For evidence of his assertion, Sallis points to Denver's Stapleton development, a decade old community of homes, shops and offices. Designers of Stapleton wanted it to be a community where folks felt they didn't need to drive everywhere, so they created wide sidewalks and many meandering paths. The results, they say, have been happier, healthier residents.

Sallis's is a vision of grass roots development to fight obesity. If we attack the problem, literally at its roots, and encourage people to simply walk, ride and run more instead of climbing into a car to get around, we will begin to see results. Stapleton is a shining example, but as the WaPo mentions, getting government funding for these kinds of projects isn't easy, which means that private developers will have to appeal to homeowners desire to change. As with any of our efforts to cut down on obesity, this is only one approach, and with Philadelphia as a worthwhile example, sometimes we see that a multifaceted and creative approach is the only kind that will work.
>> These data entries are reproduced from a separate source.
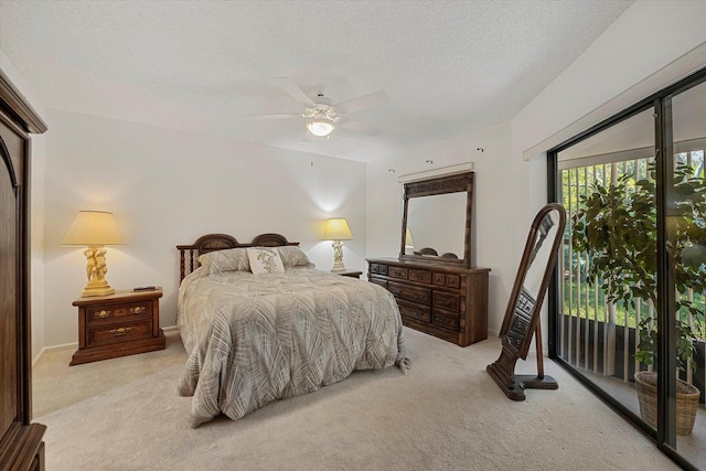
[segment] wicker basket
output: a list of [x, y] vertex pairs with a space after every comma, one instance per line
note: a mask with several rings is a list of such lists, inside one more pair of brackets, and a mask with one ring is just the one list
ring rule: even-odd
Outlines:
[[[657, 374], [635, 373], [635, 389], [640, 402], [640, 415], [656, 428], [657, 424]], [[676, 435], [691, 435], [698, 410], [700, 392], [695, 386], [676, 379]]]

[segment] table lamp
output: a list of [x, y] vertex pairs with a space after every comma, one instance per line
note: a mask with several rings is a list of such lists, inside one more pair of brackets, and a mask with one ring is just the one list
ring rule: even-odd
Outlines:
[[79, 211], [62, 245], [85, 245], [86, 277], [88, 282], [81, 296], [107, 296], [115, 293], [106, 280], [106, 245], [122, 245], [122, 236], [113, 213], [104, 211]]
[[333, 247], [333, 268], [332, 272], [345, 271], [345, 265], [343, 265], [343, 242], [351, 240], [353, 234], [349, 227], [349, 222], [344, 217], [338, 217], [327, 221], [327, 227], [323, 229], [322, 240], [333, 240], [331, 246]]

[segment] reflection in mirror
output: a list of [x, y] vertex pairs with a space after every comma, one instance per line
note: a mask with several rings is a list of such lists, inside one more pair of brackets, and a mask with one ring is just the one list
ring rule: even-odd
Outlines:
[[[462, 258], [466, 202], [466, 193], [410, 199], [407, 206], [405, 255], [453, 254], [457, 258]], [[434, 249], [436, 254], [425, 249]]]
[[[553, 377], [544, 375], [539, 309], [554, 272], [565, 226], [566, 212], [556, 203], [544, 206], [532, 223], [500, 330], [503, 349], [500, 357], [486, 368], [513, 400], [524, 400], [525, 388], [558, 387]], [[515, 375], [515, 363], [527, 357], [533, 336], [537, 347], [537, 375]]]
[[399, 257], [471, 266], [473, 172], [406, 182]]

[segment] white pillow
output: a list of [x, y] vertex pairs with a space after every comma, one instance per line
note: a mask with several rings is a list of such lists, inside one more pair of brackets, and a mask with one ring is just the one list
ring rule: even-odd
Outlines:
[[223, 271], [250, 271], [250, 264], [245, 248], [228, 248], [214, 250], [199, 257], [199, 263], [204, 267], [206, 275], [221, 274]]
[[304, 254], [301, 248], [295, 245], [284, 245], [281, 247], [272, 247], [272, 250], [279, 254], [279, 258], [282, 259], [282, 265], [285, 269], [289, 268], [313, 268], [314, 264], [311, 263], [307, 254]]
[[247, 249], [247, 258], [250, 261], [250, 271], [260, 274], [281, 274], [285, 271], [282, 259], [271, 248], [252, 247]]

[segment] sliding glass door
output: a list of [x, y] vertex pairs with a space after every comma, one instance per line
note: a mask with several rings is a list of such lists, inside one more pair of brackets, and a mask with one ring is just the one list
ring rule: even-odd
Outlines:
[[706, 468], [706, 71], [548, 152], [567, 211], [549, 354]]

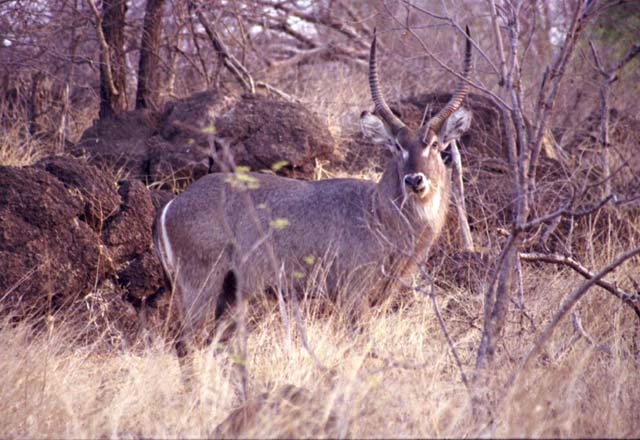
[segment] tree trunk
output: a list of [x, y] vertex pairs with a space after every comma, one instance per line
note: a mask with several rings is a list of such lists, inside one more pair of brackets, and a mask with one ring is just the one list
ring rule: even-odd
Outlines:
[[[102, 33], [108, 46], [109, 63], [100, 64], [100, 117], [104, 118], [127, 109], [127, 77], [125, 44], [126, 0], [104, 0], [102, 3]], [[111, 72], [107, 69], [111, 67]], [[109, 75], [113, 86], [109, 84]]]
[[162, 12], [165, 0], [148, 0], [140, 43], [136, 108], [156, 108], [160, 104], [159, 60]]

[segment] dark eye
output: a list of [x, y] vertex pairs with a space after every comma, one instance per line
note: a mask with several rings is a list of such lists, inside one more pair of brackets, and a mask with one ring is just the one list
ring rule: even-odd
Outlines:
[[444, 164], [449, 166], [451, 164], [451, 161], [453, 160], [453, 157], [451, 156], [451, 147], [447, 147], [442, 150], [440, 152], [440, 157], [442, 158]]

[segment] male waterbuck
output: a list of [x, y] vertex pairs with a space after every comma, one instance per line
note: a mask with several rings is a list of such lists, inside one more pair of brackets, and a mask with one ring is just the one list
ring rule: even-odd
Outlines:
[[188, 327], [218, 317], [240, 294], [283, 285], [296, 292], [318, 273], [329, 295], [353, 305], [365, 292], [384, 295], [415, 270], [440, 234], [449, 203], [441, 152], [471, 121], [461, 107], [471, 69], [469, 38], [465, 80], [414, 131], [380, 91], [374, 36], [369, 85], [379, 118], [363, 112], [361, 127], [394, 152], [378, 182], [309, 182], [236, 170], [201, 178], [161, 210], [154, 241]]

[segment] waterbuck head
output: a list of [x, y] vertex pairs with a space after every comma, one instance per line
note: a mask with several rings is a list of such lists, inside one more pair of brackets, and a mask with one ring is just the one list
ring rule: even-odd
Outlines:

I like your BMI graph, but I am guessing that you didn't seperate between men and women. I am 5'9" and 145, which for men is just between healthy and underweight. My body fat is about 3%, and I don't see how I could loose any weight, or want to. But putting the lower limit at 125 for 5'9" may encourage some male to loose more weight, which could be dangerous. Obviously since most people are fighting weight gain this probably not a huge problem, but it should be pointed out.